ミヤコは濡れて額に貼りつく前髪を払う事もできずに、呆然と早紀を見上げている。


 背筋がぞっとした。


 だが、それが水の冷たさによる自然な症状の為なのか、それとも早紀に対する恐怖によるものなのかは、どうしても分からなかった。


「いらないんだよ、そんなもの」


 早紀が言葉を続けた。


「罪悪感なんて持ってるから、私達は今の世の中で生きにくいんだ」


 早紀はミヤコを見遣った後、ふんと鼻を鳴らしてボックス席から立ち去った。他の少女達もぞろぞろと早紀についていく。

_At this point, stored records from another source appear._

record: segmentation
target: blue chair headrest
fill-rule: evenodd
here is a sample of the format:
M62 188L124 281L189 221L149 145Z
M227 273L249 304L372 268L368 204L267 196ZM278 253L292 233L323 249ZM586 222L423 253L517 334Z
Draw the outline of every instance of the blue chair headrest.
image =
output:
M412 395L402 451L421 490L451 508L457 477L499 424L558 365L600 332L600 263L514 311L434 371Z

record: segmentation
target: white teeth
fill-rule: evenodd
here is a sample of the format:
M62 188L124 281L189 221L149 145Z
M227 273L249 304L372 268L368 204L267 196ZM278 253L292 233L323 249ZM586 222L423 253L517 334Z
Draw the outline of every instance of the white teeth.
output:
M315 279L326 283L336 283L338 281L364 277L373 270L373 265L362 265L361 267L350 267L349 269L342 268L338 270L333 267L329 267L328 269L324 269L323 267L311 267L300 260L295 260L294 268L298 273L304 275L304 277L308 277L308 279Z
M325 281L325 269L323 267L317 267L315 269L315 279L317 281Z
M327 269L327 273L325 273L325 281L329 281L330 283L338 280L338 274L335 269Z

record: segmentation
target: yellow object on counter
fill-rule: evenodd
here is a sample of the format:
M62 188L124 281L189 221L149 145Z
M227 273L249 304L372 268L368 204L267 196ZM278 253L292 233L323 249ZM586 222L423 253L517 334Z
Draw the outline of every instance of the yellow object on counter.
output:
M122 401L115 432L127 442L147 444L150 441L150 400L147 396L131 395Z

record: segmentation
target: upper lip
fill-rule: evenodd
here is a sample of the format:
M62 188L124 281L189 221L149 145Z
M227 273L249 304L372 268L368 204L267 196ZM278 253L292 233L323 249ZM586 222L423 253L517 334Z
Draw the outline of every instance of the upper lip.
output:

 ミヤコはテーブルの上に残された未清算の伝票を、ただぼんやりと見つめていた。




「やるじゃん、早紀」


 喫茶店を出て、少し歩いた所にいくつかのベンチが置いてあるだけの緑地公園がある。またタバコを吸おうとしてベンチに座った早紀に、少女達の一人が話しかけた。


「まさか、水ぶっかけるなんてね」

「あれくらいやんなきゃ、黙ってくんないじゃん…」


 くわえたタバコに火を点け、早紀は深々と煙を吸い込んだ。